Beauty and divine revelation are very interconnected. One can not survive without the other if we are to live harmoniously and ascend to God and surrender ourselves to the world. Balthasar touches on this idea by stating that Christian thinkers began with depreciating the ladder when thinking about beauty so we must discard the old sense of beauty and make way for a new one. Since divine revelation is what God has revealed to us about his very existence, that in itself is a gift that is beautiful. It is revealed in the word becoming flesh and this action of speaking and carrying it out and embodying it helps us to understand the deepest truth of Christ and God.

Beauty is essentially a vehicle for divine revelation and attuning one’s senses to perceive these truths helps us to attain a higher order or version of ourselves and find God. Art and beauty can help us to create that pathway to God and worship. For Balthasar, the aesthetic encounter relates to revelation in the sense that you can come to appreciate and delight in the experience of encountering beauty and art. The aesthetics of creation is also something that is religious for Balthasar because to look at art is to receive it as a gift that God has graciously given to us. So aesthetic disposition is necessary for Christianity. His critique is that the present world is lost in positivism and it reduces what we read in Pieper and that we need to pay attention to the world with particularity. The world is a gift that has been bestowed upon us by God and we must take it all in and receive it with wonder as mentioned in “Bridge to Wonder” reading by Cecilia Gonzales-Andrieu.

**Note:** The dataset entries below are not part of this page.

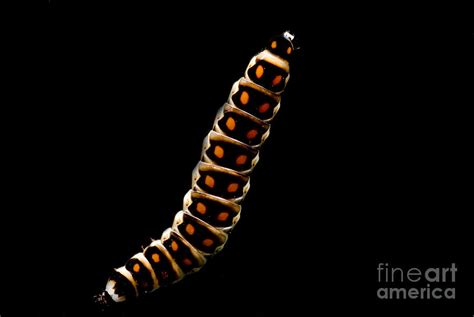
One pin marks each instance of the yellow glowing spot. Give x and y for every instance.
(230, 124)
(155, 257)
(264, 108)
(223, 216)
(252, 134)
(241, 159)
(174, 246)
(207, 242)
(136, 268)
(201, 208)
(259, 71)
(233, 187)
(277, 80)
(190, 229)
(209, 181)
(219, 151)
(187, 262)
(244, 98)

We must pay attention to the world with an aware and actively open and conscious mind. The world is meant to be experienced in all its particularity and wonder and beauty it has to offer. All art is essentially religious because of that offer that the world allows us to have. God can also be seen through these gifts and how it manifests in us and our communities and world through God. Discipleship and beauty connect in this sense because of how we work through God and our spiritual senses. Our senses are formed to recognize this beauty all around us by attuning our soul and senses, sight, scent, taste, touch, and hearing. There may be a tension between the contemplative dimension of Christianity and aesthetics but there is a sense of attunement or dialing in your senses to understand suffering and how pain can be healed through beauty. This is evident in Latin American liberation theology and the black theology of liberation. Beauty is abundant but also different. A different beauty is manifested through our Lady of Guadalupe. Her existence is a collision of the Native and Spaniard communities and her very existence and everything she has gone through and the union of these two identities is beautiful. It brings us to terms with how beauty and justice can connect because the totality of the union of these two groups and all that it encompasses shows how praxis and taking action to see the beauty and be active in our communities to heal with one another and create a change that may benefit not only communities but the world as a whole.

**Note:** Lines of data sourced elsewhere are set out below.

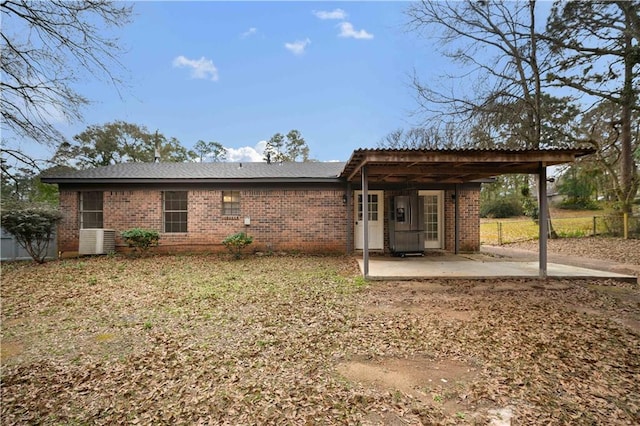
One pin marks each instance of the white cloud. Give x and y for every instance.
(334, 14)
(298, 46)
(251, 31)
(346, 30)
(202, 68)
(247, 153)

Balthasar linked discipleship and beauty because in suffering and surrendering yourself to God, you are able to have a totality perspective of the world and turn to show your whole self to God. Theology is a way of seeing and loving and learning to take on this way of love and perception is beautiful. We can receive this love and enlightenment through the word of flesh. We are able to hear and sense God and in prayer even closing your eyes allows you to be more spiritual in prayer and feel close to your faith whatever it may be. The soul is truly manifest through the body, the body and soul aren’t simply just separate. Our soul feels through our body and it is when we connect these too and enrich our senses is when we are able to ascend to God and feel harmonious with one another and within ourselves and our relationship with God. Once you are able to take an even deeper entrance into the material world and all it has to offer, we are then able to perceive the world made flesh through spiritual senses.